Sürpriz: Sascha Riether'in defansif orta saha oynaması olabilir. Sol beke Badstuber geçerse buradan zorlanmalıdır. Westermann'ı defansif orta sahaya çekerse pres gücü ve takım savunması artar ama Lahm-Müller tarafı gereğinden fazla önem kazanır. O zaman buraya önlem çok daha önemli olur.
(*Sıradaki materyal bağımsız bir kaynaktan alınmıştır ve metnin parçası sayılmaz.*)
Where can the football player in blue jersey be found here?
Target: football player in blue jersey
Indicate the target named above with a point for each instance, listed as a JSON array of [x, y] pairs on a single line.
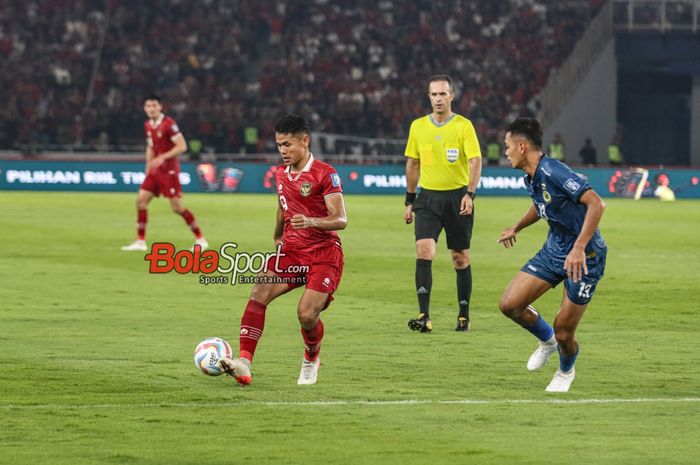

Sonuç: Kroos hariç kim oynarsa oynasın Schweinsteiger'in yokluğu merkezden top kapma ve onları hazırlıksız yakalama konusunda avantaj sağlasa da 'iki merkez delicinin (Nuri-Emre) olmasına rağmen merkezden delinme konusunda onları daha güçlü yapacaktır. Oyunu kenarlara yaymak çok daha mantıklıdır. Dahası topa sahip olmadan pres sonucu onları hazırlıksız yakalayarak hızlı düşünerek gollere doğru adım atılır.. 'Önde basmak' ve topu bu şekilde kazanmak çok ama çok önemlidir. Bu hem Almanya'yı bozar ve aynı şekilde sizin hücumunuzu daha tehlikeli yapar.. Oluır ya Schweinsteiger rolünde(Khedira yerinde kalacak) Kroos oynarsa merkezden de delinebilir..

Tribünde olacağız ve gelen herkes ile ancak maç sonu bir yerde görüşebiliriz.. Telefon filan bir şey bırakın devrimderki@gmail.com'a.. Görüşelim.!

6 Ekim 2010

Mesut-Khedira.!



Mesut çıkışı bu diyalog üzerinden de gerçekleştirdi aslında.. u21'de Khedira ile beraberdi.. A milli takıma beraber çıktı ve şimdi Real Madrid takımında beraber oynuyorlar.. Khedira diyor: Sen her zamanki gibi önde işi bitir ben senin yerine de koşarım arkada.. En azından genç milli takımda böyleydi ve A milli takımında da öyle olmuştur.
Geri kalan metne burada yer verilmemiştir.